In an early interaction, Lothar calls the Phantom by his other name, “The Ghost Who Walks,” to which Phantom replies, “I sometimes ride a horse too.” It’s funny, but it’s also true and, more importantly, it brings Phantom down from the level of a legendary/mythological figure to that of a flesh-and-bones human being. He is the Ghost Who Walks, but he’s also just the guy who happens to have that title for now, and his brief moment of playfulness with Lothar reflects Phantom’s awareness of his own humanity.

I could go on with examples for Mandrake, Dale, Lothar, Karma, and Zarkov all if I wanted, but that seems like a needless amount of evidence to support my point. I will say that, along with the things that Parker’s script has everybody say and do, Laming’s detailed character work also goes an incredibly long way in showing us who they are and enhancing the series’ humor overall.

Mandrake in particular has some hilarious expressions throughout this story, from amusingly puzzled to arrogantly smirking and everything in between. He’s a showman, especially in battle where illusions are his stock-in-trade, and the overacting and self-confidence that come with that personality are on stark display in this comicbook. He loves what he does and has fun with his false images as often as possible, and the delight he takes in successfully frightening or flabbergasting his opponents is glaringly clear.

Top to bottom, Kings Watch is an exercise in storytelling efficiency. It only takes one issue for Ming to announce his intentions of ruling Earth and begin the invasion, and then for the heroes to figure out what is going on and both devise and employ a strategy to stop it. So at the start of that issue (#4) Ming has the upper hand, showing up for the first time and totally taking charge of things. Then by the end of the same chapter his invasion forces have been (temporarily) halted by the good guys.

That much story would be an entire arc in some comics, if not two: one for Ming to arrive and get the edge, and another for the heroes to turn the tables on him. Parker and Laming get it done in 20 pages, and it is truly a collaborative effort to make so much occur in such a confined space. Parker cuts through any superfluous material and gives us only the necessary information, then infuses that with a healthy dose of humor to keep things lively and make sure the characters are always the focus.

Laming lays out every page thoughtfully, but it is really how much he can fit into a single panel that matters most here. He has an impeccable sense of space, and can fit a lot of people into a small panel without it feeling crowded, then turn around and do a full-page splash of just Mandrake, Flash, and the Phantom walking in the desert without it looking empty (see above).

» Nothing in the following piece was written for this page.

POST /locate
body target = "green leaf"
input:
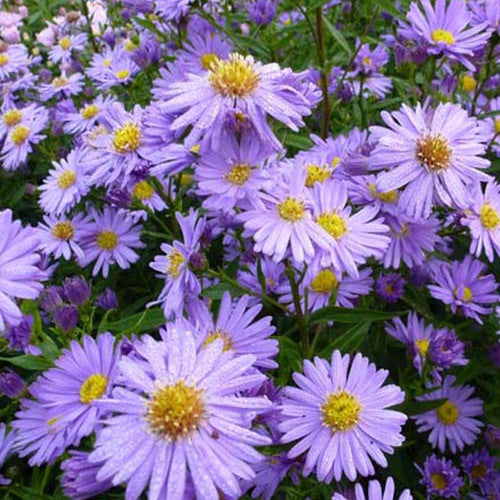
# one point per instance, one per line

The combined talents of these two creators means that the narrative can move rapidly without being rushed, and can be full of jokes without straying into territory that’s so comedic or goofy it undermines the seriousness of the story. Kings Watch is a high-speed, high-stakes action-adventure series, and has all the violence and sadness and death it should. It just also happens to be hilarious as often as it appropriately can, and that humor is one of its most important and enjoyable elements.